Le vainqueur de Bladel lâcha sa proposition :

— L’un attend notre amour et l’autre ? Des formules !

Il fit quelques pas et répéta en haussant le ton :

— Il est impossible qu’il s’agisse du même être !

À force d’être martelés, les arguments commençaient à porter.

Un feu se consumait à l’intérieur de Monseigneur Consuméri. Comment cet ignorant total pouvait remettre en question une croyance millénaire ? Utiliser la logique pour expliquer une religion est pure folie. La Vérité est une et indivisible, elle ne peut être contrariée par le moindre argument provenant de la bassesse humaine. Les nobles attendaient sa réponse. Il lui fallait réagir.

— Dieu n’a à pas s’expliquer devant les hommes ! rugit-il en se levant. Il est au-dessus de tout cela.

Sur le même ton, Krys tonna :

— De quel Dieu parlez-vous, prélat, vous nous en avez présenté deux !

— Il n’y en a qu’un ! » Pris d’une soudaine fatigue, le dos courbé, il se rassit difficilement, et répéta : « Il n’y en a qu’un.

— Oui, pour vous, il n’y en a qu’un : celui qui enrichit votre église. Celui qui sème le doute dans l’esprit des hommes pour que même les pauvres donnent de leur nécessaire. Celui qui engendre la peur pour mieux les asservir. C’est celui-là votre Dieu, prélat !

Conscient de l’animosité des nobles, Krys ajouta prudemment :

— Je veux bien croire au premier être que vous nous avez présenté. Le second est son ennemi.

Par cette tirade, il assurait l’assistance du bien fondé de leur religion, même si les contradictions évoquées semblaient irréconciliables.
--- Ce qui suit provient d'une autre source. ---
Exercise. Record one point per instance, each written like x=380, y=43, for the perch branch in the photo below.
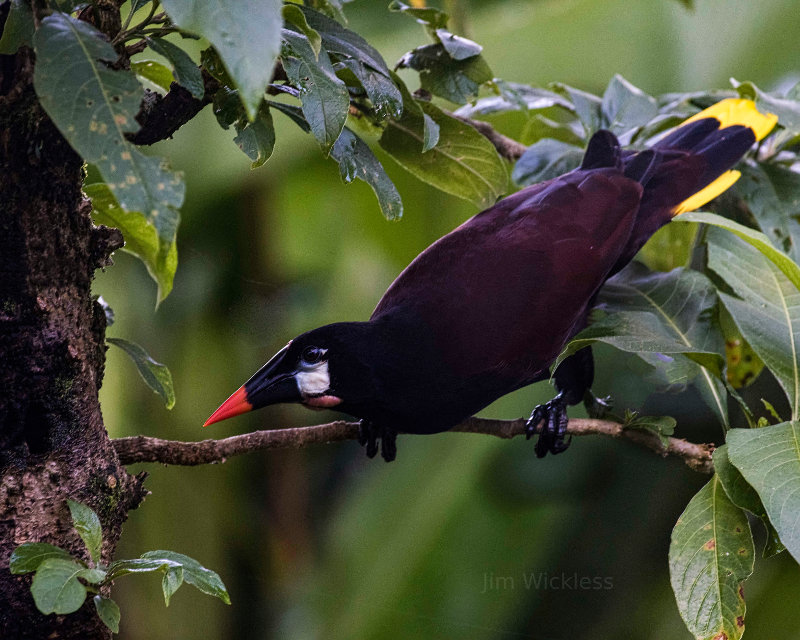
x=147, y=449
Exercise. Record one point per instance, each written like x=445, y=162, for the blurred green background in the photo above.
x=323, y=543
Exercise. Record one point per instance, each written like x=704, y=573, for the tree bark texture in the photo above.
x=53, y=444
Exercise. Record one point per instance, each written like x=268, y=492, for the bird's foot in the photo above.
x=596, y=406
x=368, y=436
x=553, y=417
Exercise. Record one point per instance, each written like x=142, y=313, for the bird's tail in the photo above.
x=714, y=140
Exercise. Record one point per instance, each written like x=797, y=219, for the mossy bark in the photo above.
x=53, y=444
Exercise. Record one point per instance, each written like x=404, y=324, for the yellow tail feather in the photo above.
x=729, y=112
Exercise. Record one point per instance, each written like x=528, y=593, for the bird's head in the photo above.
x=304, y=371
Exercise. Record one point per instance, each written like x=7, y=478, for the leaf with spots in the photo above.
x=767, y=311
x=710, y=556
x=245, y=33
x=668, y=320
x=155, y=374
x=94, y=107
x=463, y=162
x=769, y=459
x=356, y=160
x=149, y=237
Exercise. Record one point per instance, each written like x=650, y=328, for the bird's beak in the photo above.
x=272, y=383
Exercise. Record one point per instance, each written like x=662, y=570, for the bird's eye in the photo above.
x=312, y=355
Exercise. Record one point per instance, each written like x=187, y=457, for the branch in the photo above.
x=147, y=449
x=507, y=147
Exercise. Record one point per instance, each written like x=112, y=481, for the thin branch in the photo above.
x=147, y=449
x=507, y=147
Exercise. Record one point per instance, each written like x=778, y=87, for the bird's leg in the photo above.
x=369, y=434
x=573, y=379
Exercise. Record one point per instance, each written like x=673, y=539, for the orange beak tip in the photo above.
x=233, y=406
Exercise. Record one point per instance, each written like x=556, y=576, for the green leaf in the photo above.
x=108, y=612
x=294, y=15
x=194, y=573
x=772, y=193
x=455, y=80
x=463, y=163
x=787, y=110
x=18, y=29
x=769, y=459
x=710, y=556
x=93, y=106
x=587, y=107
x=458, y=48
x=149, y=237
x=667, y=320
x=754, y=238
x=431, y=133
x=356, y=160
x=28, y=556
x=87, y=524
x=662, y=426
x=257, y=138
x=172, y=580
x=515, y=97
x=538, y=127
x=187, y=73
x=154, y=72
x=325, y=100
x=155, y=374
x=426, y=15
x=744, y=496
x=55, y=587
x=625, y=107
x=138, y=565
x=546, y=159
x=768, y=316
x=246, y=34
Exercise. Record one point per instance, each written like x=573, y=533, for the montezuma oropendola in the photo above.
x=487, y=308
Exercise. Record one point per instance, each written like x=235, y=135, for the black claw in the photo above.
x=553, y=418
x=369, y=435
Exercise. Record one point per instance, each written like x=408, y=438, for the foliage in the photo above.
x=741, y=280
x=61, y=581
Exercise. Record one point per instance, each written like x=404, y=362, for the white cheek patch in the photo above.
x=314, y=380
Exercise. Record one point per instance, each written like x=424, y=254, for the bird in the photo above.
x=486, y=309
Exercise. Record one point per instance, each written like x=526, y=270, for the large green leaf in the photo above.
x=149, y=237
x=754, y=238
x=769, y=459
x=772, y=193
x=246, y=33
x=743, y=495
x=94, y=107
x=155, y=374
x=323, y=95
x=55, y=587
x=28, y=556
x=546, y=159
x=454, y=80
x=625, y=107
x=194, y=573
x=187, y=73
x=710, y=556
x=87, y=524
x=463, y=162
x=667, y=320
x=768, y=313
x=356, y=160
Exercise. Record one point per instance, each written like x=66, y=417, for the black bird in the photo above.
x=487, y=308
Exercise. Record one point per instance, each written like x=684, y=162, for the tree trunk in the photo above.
x=53, y=444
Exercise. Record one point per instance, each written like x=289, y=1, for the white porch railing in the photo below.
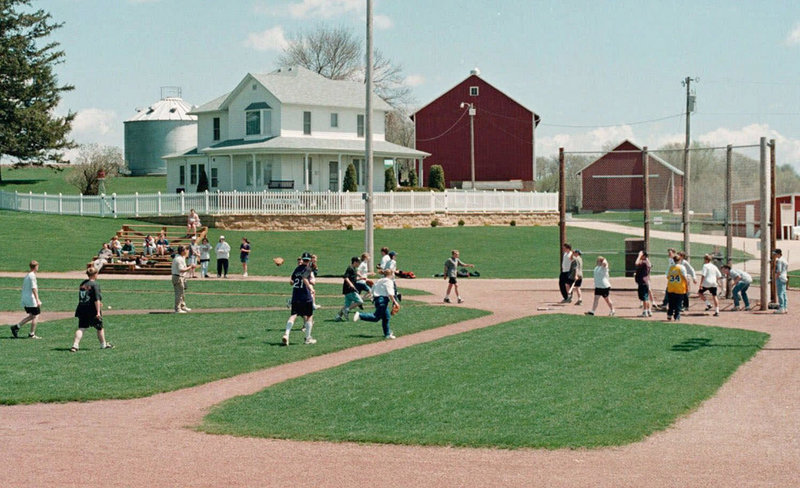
x=276, y=203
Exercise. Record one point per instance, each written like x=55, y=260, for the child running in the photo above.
x=351, y=297
x=602, y=286
x=451, y=274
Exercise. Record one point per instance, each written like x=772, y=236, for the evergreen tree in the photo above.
x=389, y=180
x=436, y=178
x=30, y=132
x=350, y=183
x=202, y=181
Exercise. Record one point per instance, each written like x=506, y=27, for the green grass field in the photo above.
x=157, y=353
x=497, y=252
x=53, y=182
x=61, y=295
x=541, y=382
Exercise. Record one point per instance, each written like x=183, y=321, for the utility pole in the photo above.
x=687, y=160
x=472, y=112
x=368, y=201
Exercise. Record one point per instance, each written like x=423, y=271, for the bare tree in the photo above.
x=91, y=160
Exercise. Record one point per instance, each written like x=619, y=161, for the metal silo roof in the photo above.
x=170, y=108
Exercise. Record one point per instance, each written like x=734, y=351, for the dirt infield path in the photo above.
x=747, y=435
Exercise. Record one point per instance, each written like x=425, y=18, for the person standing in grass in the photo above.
x=781, y=279
x=383, y=294
x=244, y=255
x=90, y=311
x=205, y=256
x=223, y=252
x=180, y=271
x=30, y=302
x=741, y=282
x=451, y=274
x=576, y=275
x=677, y=287
x=302, y=299
x=563, y=277
x=602, y=286
x=351, y=297
x=642, y=277
x=711, y=276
— Et donc ? réagit l’homme d’église. Qu’allez-vous faire ? Allez-vous révoquer les prêtres ?

— Non. Si quelqu’un veut continuer à croire à la puissance des récitations, ça ne regarde que lui.

La princesse sourit. Elle ne scrutait plus le prélat mais suivait, sur sa chaise, les déplacements du discoureur. Il avait une façon de présenter les choses qui décrédibilisait des années de normalité. Tout devenait maintenant si cruellement évident. Oui, il y avait des éléments de vérité et de fausseté dans ce qu’elle croyait. Il avait fallu un regard extérieur pour le lui révéler. La démonstration portait en elle. Elle ne rejetterait pas sa foi, seulement ce qui l’avait gangrenée. Plus de confessions ni de récitations, seulement la vérité du cœur. Dieu allait redevenir un père pour elle. Autrefois juge austère, dorénavant, elle le croyait à son écoute.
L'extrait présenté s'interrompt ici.